Tuesday, 7 May 2013
Home education and abuse; the last post for a while
I am so busy with writing lately, that I really cannot spare any time for this blog; at least for a few months. Before I go, I must answer a point made today by Anne, who comments regularly on here. She said, quite correctly, that:
‘According to the NSPCC in June 2012, there are no collated statistics for actual child abuse in the UK’
This is true. We have no idea at all what the actual rate of abuse is among children in this country. All that we can ever talk about are rates of detected child abuse. Now the thing about child abuse is, the more you look for it, the more you will find. It is like ants in the garden.
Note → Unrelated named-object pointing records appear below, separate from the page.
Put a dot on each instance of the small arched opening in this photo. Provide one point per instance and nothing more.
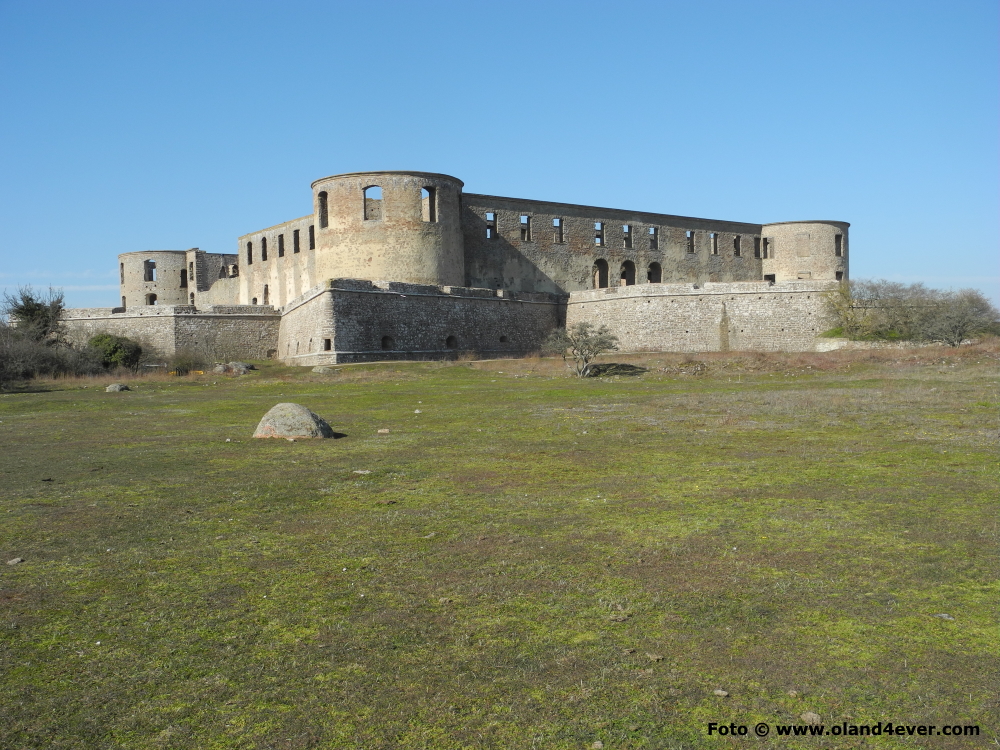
(627, 277)
(324, 216)
(373, 202)
(428, 203)
(600, 274)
If you just go into your garden and glance around for a few seconds, you might very easily conclude that there are no ants about. If, on the other hand, you were to get down on your hands and knees in a flower made and peer through a magnifying glass for half and hour; you would see loads of them. This accounts in part for the high levels of detected abuse among children under three. They are seen and examined more than other age groups. When children roll up their sleeves for their MMR jabs, doctors sometimes notice bruises or burns. When babies are see by Health Visitors, some are noticed to be ’failing to thrive’, as the jargon has it. Because they are seen so often by health professionals, often with some of their clothing removed, the signs of physical abuse and neglect can often be detected.
There is a natural and uncomfortable corollary to this. If seeing children more will lead to more cases of abuse being detected, then seeing them less will result in fewer cases being uncovered. We have no idea at all whether home educated children are more likely to be abused than those at school, but we can be reasonably sure that fewer of those children will be detected as victims of abuse. In fact it is highly likely that in addition to this, different groups of children will suffer different rates of abuse; for cultural, ethnic, religious or other reasons. It is unlikely that the level of abuse in such a distinct and unusual group as home educating families would be the same as the general population; but we have no way of knowing if it is higher or lower. All we can assert with confidence is that fewer cases are likely to be detected, for precisely the same reason that more cases are detected among children under three. The more you examine children, the more abuse will be detected; the less you examine them, the less abuse you will find.
All this of course does not tell us anything useful, but it certainly explains the uneasiness of some professionals about home educating families. Such concern is not limited to home educators; although that is the only sort of concern that readers of this bog are likely to be aware of or care about. There is anxiety about orthodox Jewish communities in places like Stamford Hill in London and also in some fringe Christian groups. One such group has a crossover with home education, for its members try to keep themselves separate from ordinary society and do not send their children to school.
Anyway, fascinating as this topic is, and illogical and ill informed as those commenting here tend to be, I must leave it for now and get on with my work. I shall be back in a few months time.